I think this post has been processing in my brain for the last three years, and was just waiting to bust out.  What is it like to be a woman youth minister?

Well, let me tell you :)

Although I’ve only been the head of a youth group for four months now, I can definitely see the advantages and disadvantages of being a woman in a leading role of the church.  I am very lucky to have a church that completely supports me as a woman in ministry, and also realizes that for the type of youth group they have, a woman leader seems to fit really well.

What are the advantages I have on men?  Well, we’re gonna get pretty cliche and stereotypical here.  Women are more emotional, and men are more physical.  Thus, women are more relational and want to dig into students’ lives more emotionally.  Women can sense when people are hurting almost instantly.  Men are more physical and active, so they are more able to relate using sports and other physical activities.  Once again, these are stereotypes, but most will find this to be true.  I certainly think this is true for me, and that is why my ministry is so relational and discipleship-centered instead of physical team-building and recreational-centered.  I found that where I have voids, I am extremely lucky to have men volunteering to fill them.  I also feel that as a leader I am more organized than most men, and I also feel like I build relationships with the parents easier than I see some guys.  I am not saying that it is better to have a woman minister, by any means.  I can get emotional, I let little things bother me at times, and I have a hard time relating to sports (which is big for most teenage boys).

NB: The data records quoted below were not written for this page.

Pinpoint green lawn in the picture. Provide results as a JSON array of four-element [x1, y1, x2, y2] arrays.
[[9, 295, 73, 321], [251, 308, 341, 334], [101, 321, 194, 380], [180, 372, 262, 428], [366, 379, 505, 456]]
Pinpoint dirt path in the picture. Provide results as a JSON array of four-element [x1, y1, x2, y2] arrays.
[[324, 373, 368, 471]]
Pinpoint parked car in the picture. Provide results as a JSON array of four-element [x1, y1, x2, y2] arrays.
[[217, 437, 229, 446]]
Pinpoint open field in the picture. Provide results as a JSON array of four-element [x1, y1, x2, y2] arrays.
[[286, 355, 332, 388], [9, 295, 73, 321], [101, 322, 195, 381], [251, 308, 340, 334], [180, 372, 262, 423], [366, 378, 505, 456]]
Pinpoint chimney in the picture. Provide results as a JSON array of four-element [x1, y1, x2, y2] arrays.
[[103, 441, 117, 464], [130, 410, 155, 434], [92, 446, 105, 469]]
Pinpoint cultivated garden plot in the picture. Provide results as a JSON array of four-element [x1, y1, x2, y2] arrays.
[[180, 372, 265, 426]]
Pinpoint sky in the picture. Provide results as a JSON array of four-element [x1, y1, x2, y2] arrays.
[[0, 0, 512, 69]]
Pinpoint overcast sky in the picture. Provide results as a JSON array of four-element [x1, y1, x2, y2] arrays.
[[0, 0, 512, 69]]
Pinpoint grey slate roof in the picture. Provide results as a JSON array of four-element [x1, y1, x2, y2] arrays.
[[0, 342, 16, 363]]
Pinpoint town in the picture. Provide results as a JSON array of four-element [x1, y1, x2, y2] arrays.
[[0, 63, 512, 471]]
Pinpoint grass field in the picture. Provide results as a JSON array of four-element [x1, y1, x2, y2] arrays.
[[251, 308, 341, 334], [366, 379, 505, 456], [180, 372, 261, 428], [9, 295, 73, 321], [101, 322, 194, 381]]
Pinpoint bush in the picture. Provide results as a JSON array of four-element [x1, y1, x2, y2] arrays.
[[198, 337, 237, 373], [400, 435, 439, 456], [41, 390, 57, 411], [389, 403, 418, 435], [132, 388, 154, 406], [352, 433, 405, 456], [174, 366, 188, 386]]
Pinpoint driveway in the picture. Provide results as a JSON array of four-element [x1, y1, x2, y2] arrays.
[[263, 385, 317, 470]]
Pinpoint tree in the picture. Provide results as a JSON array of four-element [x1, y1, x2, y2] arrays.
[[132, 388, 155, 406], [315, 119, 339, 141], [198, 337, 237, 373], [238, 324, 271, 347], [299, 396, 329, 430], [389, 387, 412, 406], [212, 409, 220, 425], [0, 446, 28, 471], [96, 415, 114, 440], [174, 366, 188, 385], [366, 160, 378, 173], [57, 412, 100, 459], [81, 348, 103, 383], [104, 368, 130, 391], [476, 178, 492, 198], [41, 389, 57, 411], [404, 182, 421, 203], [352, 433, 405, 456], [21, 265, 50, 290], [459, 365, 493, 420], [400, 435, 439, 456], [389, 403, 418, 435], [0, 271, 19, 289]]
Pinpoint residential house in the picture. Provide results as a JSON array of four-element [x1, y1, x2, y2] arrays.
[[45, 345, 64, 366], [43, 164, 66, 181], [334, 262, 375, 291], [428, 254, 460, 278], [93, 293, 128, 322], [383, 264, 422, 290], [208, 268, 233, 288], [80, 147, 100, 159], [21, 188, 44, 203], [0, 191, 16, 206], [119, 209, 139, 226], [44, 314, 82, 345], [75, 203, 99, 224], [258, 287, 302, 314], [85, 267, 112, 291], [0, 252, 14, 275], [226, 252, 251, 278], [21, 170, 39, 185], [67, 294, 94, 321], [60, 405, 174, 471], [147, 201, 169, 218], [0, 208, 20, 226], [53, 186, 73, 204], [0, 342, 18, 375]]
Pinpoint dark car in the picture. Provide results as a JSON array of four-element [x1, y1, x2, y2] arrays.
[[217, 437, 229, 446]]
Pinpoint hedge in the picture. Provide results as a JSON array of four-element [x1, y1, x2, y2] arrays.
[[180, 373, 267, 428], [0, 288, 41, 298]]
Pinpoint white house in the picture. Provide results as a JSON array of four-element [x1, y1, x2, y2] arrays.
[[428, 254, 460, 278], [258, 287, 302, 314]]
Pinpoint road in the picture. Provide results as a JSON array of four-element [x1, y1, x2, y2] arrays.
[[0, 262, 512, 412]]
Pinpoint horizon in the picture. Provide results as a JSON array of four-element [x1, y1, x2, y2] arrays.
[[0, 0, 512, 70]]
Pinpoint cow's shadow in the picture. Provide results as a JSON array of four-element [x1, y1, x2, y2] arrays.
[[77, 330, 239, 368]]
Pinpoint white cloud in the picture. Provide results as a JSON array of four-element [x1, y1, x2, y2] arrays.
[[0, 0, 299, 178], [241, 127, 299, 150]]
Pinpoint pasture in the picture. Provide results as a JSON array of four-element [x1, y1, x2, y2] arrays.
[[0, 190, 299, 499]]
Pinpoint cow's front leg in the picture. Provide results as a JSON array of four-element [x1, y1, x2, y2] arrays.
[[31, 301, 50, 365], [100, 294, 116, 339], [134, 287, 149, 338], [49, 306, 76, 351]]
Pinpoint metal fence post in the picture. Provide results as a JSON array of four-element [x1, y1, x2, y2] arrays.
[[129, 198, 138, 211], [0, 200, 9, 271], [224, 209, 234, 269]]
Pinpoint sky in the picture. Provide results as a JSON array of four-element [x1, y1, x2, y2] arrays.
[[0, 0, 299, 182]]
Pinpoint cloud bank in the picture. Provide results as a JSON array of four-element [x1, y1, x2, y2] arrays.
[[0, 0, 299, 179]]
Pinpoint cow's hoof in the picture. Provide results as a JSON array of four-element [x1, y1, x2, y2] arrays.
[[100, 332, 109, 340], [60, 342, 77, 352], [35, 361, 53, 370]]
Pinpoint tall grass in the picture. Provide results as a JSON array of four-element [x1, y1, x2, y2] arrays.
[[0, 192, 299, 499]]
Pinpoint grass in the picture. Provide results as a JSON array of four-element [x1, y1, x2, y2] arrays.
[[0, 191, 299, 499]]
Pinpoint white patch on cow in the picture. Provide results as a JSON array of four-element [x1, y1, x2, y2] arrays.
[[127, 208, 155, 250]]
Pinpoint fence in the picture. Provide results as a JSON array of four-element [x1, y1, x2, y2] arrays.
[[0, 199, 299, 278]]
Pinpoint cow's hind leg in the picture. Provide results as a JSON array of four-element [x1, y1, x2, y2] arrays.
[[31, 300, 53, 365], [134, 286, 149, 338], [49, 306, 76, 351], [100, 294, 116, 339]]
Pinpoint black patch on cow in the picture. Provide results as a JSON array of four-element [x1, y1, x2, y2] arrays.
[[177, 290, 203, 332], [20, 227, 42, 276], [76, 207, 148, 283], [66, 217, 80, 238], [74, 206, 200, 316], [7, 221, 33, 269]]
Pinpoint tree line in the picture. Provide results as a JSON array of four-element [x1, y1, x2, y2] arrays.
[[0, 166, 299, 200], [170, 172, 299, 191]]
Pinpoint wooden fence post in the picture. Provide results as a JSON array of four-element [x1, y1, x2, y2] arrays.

I think that the differences between men and women prove to me that it takes a man and a woman to run youth ministry.  I also think it can be harder for a woman to gain respect in ministry, especially (and ironically) from her peer youth ministers.  It seems to be that the most flack I get for being a woman in ministry isn’t from parents, my pastor, or youth; but from males who are in ministry.  I hope to prove to my peers my passion for ministry and gain their respect.